In this book, Drug Czar Walters claims, "smoked marijuana has no medical value", and yet the U.S. Government's very own DEA-approved medical cannabis program requires their patients to smoke raw cannabis, and only from a paper tube (for lay persons, a joint). All of the federal patients have received medical benefit from this plant, as their doctors have attested time and time again in their medical reviews, but the government has never performed or published a single study on these individuals receiving the government marijuana. If have a feeling Walters knows this, but isn't talking. He's got pleanty of lies and ad hominum attacks to fall back on though.

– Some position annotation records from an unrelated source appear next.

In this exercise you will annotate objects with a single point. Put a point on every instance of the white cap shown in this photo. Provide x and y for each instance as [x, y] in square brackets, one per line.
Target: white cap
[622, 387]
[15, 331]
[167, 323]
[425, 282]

Don't sweat too hard, Czar Walters. There will still be a revenue trough once drug prohibition is repealed. Just think, won't it be wonderful?! You will have fewer enemies (at home and abroad). You won't have to worry about the D.A.R.E. program - doctors, family members and recovering addicts are better equipped than cops to give children accurate information about drugs. Your job will get easier. There will be no more cartellions to fight, less bloodshed. No more Kiki Camarenas. Your DEA officials will finally be able to focus resources on regulating production, reducing diversion, enforcing fees and taxes, and preventing distribution of drugs to minors. But if you can't even regulate the product, why incarcerate people for using it? After all, prohibition can't even keep illegal drugs out of the federal prisons. Even with all the security you provide, there will still be staff willing to make a quick buck on the side. It's the capitalist ethos in action. Oh yeah, Czar Walters, one more thing for the record. I don't get a check from George Soros (or Lewis, Sperling, Kampia and company)- and never will, so long as there are strings attached to the cash. Believe it or not, I have too much self-respect to let somebody else call my political shots.

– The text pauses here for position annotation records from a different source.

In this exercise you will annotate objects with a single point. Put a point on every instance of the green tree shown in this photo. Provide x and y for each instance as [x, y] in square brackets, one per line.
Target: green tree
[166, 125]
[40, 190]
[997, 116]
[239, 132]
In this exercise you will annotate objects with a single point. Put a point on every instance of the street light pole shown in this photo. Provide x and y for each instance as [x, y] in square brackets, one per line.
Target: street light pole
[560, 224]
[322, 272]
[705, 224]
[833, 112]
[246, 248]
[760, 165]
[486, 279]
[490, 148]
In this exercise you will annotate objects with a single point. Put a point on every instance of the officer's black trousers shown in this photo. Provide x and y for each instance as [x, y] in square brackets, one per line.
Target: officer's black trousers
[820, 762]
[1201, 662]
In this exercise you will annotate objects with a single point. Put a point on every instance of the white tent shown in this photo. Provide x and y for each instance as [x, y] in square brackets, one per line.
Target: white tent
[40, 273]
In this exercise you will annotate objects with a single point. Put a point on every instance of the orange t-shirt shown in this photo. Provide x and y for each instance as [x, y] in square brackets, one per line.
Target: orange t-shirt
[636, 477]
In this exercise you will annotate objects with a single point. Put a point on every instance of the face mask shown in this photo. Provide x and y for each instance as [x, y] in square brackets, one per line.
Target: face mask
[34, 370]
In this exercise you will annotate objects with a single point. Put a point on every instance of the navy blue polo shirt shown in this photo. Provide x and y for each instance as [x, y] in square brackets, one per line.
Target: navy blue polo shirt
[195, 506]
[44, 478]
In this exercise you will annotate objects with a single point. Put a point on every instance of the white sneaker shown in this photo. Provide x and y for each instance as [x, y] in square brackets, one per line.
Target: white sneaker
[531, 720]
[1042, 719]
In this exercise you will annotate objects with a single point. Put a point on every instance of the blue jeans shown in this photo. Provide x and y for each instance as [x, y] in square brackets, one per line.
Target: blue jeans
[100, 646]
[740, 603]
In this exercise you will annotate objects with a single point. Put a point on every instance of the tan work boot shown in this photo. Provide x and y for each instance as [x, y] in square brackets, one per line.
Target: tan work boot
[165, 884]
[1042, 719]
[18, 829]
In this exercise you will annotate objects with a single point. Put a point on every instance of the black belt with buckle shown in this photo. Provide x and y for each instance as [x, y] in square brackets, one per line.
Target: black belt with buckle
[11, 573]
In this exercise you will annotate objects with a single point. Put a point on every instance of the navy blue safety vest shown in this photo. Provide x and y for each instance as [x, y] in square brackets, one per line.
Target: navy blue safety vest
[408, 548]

Oh well... At least I know Czar Walters has a sense of humor. Can't you tell by this joyful photo, folks? Gosh, it must feel great to be so moral(istic)!

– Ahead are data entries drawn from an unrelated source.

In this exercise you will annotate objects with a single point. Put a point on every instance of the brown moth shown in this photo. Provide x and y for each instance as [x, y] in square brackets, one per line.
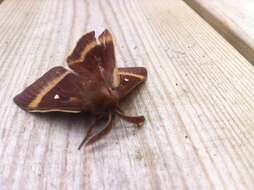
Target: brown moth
[95, 86]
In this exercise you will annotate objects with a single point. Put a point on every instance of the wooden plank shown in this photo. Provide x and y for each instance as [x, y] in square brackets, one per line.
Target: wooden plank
[233, 20]
[198, 100]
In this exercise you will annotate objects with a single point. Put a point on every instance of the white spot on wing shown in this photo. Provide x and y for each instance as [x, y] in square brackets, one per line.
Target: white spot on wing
[56, 97]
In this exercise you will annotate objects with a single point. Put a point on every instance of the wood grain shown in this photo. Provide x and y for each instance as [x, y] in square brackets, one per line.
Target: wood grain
[233, 20]
[198, 100]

"It took me a while to read JUNK because, on every page, I cried until I laughed and found reason after reason to do it again. This is word-smithing of high caliber in a language created by the New World Order and hi-jacked and homespun by Mr. Largen into a masterpiece of irony and wit. It ought to be required reading for every high school freshman." - Gatewood Galbraith, author, attorney, revolutionary, and independent candidate
Tuesday, November 01, 2005
By Mary Bergin The Capital Times
You likely have met the food police and -- Good God! -- may even be one of them. This is all about them, and you.
As the Halloween candy groveling begins, and sugar levels spike, it seems fitting to introduce the odd, entertaining and cloying presence of "Junk" by Christopher Largen ($17.95, ENC Press). It's a sugar high in words.
The author -- whose writing credits include the Village Voice, High Times and the Nashville Scene -- spins out a gluttonous assortment of short stories that all deal with attempts to control or eliminate our intake of junk food.
We read of junk food locker searches, junk food dealers, junk food urine tests and legislation to make the food pyramid a mandatory diet. Largen conjures up a new type of prohibition that turns chocolate pudding, Girl Scout cookies and Twinkie wrappers into contraband with extremely sobering consequences.